Sustainable design features include green roofs, healing gardens and an atrium open to the sky. The building’s energy performance is 30 percent better than baseline standards set by the American Society of Heating, Refrigerating and Air-Conditioning Engineers (ASHRAE). The team went above and beyond efforts needed to achieve all five Innovation in Design credits by using more than 20 percent recycled content, reducing water usage by more than 50 percent, restoring vegetative open space that is more than twice the footprint of the building, and implementing a campus-wide education program that highlights the hospital’s sustainability. The design team fully integrated with the construction team from the beginning through construction, working closely with members on each design submittal and package to ensure constructability, expedite work, and control quality and costs. No major construction was started until 65 percent of the design was finalized.

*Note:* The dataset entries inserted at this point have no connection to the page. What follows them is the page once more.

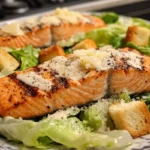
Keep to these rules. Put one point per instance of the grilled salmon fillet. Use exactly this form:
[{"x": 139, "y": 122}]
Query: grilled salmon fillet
[
  {"x": 36, "y": 37},
  {"x": 63, "y": 82},
  {"x": 36, "y": 31},
  {"x": 19, "y": 100},
  {"x": 65, "y": 30}
]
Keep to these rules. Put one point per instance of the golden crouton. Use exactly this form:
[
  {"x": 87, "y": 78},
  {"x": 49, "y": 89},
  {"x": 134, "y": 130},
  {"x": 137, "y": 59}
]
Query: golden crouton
[
  {"x": 50, "y": 53},
  {"x": 7, "y": 61},
  {"x": 138, "y": 35},
  {"x": 133, "y": 116},
  {"x": 85, "y": 44}
]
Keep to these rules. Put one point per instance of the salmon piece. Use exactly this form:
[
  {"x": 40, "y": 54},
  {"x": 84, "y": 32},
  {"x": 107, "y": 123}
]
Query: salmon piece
[
  {"x": 51, "y": 52},
  {"x": 37, "y": 38},
  {"x": 20, "y": 100},
  {"x": 27, "y": 98},
  {"x": 66, "y": 30}
]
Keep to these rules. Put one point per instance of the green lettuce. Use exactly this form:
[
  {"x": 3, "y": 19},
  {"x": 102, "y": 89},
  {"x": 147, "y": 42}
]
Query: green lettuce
[
  {"x": 28, "y": 56},
  {"x": 96, "y": 117},
  {"x": 111, "y": 35},
  {"x": 69, "y": 132},
  {"x": 143, "y": 49},
  {"x": 73, "y": 40},
  {"x": 15, "y": 129}
]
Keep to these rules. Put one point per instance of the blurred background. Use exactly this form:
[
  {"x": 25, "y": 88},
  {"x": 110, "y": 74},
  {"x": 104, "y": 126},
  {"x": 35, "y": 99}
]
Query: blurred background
[{"x": 10, "y": 9}]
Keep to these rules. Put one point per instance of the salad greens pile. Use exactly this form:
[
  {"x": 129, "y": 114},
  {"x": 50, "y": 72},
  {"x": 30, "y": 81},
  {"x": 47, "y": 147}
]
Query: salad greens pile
[
  {"x": 70, "y": 131},
  {"x": 113, "y": 34},
  {"x": 28, "y": 56}
]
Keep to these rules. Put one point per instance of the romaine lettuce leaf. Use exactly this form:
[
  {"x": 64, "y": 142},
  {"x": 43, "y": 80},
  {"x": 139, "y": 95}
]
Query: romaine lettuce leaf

HKS Architects, Inc., Los Angeles, was the project architect-of-record, while HDR Architecture, Inc., San Diego, served as the architectural designer for the new hospital. Young+Co., Inc. of San Diego, HDR Architects and HKS Architects collaborated on the interior design.
Dignitaries with the Naval Facilities Engineering Command (NAVFAC) Southwest, the construction team and hospital commemorated the extraordinary feat during an official ceremony held October 17thto pass the facility key from the Clark/McCarthy JV to NAVFAC to the Navy Medicine. Representatives of all parties were on hand to celebrate the occasion.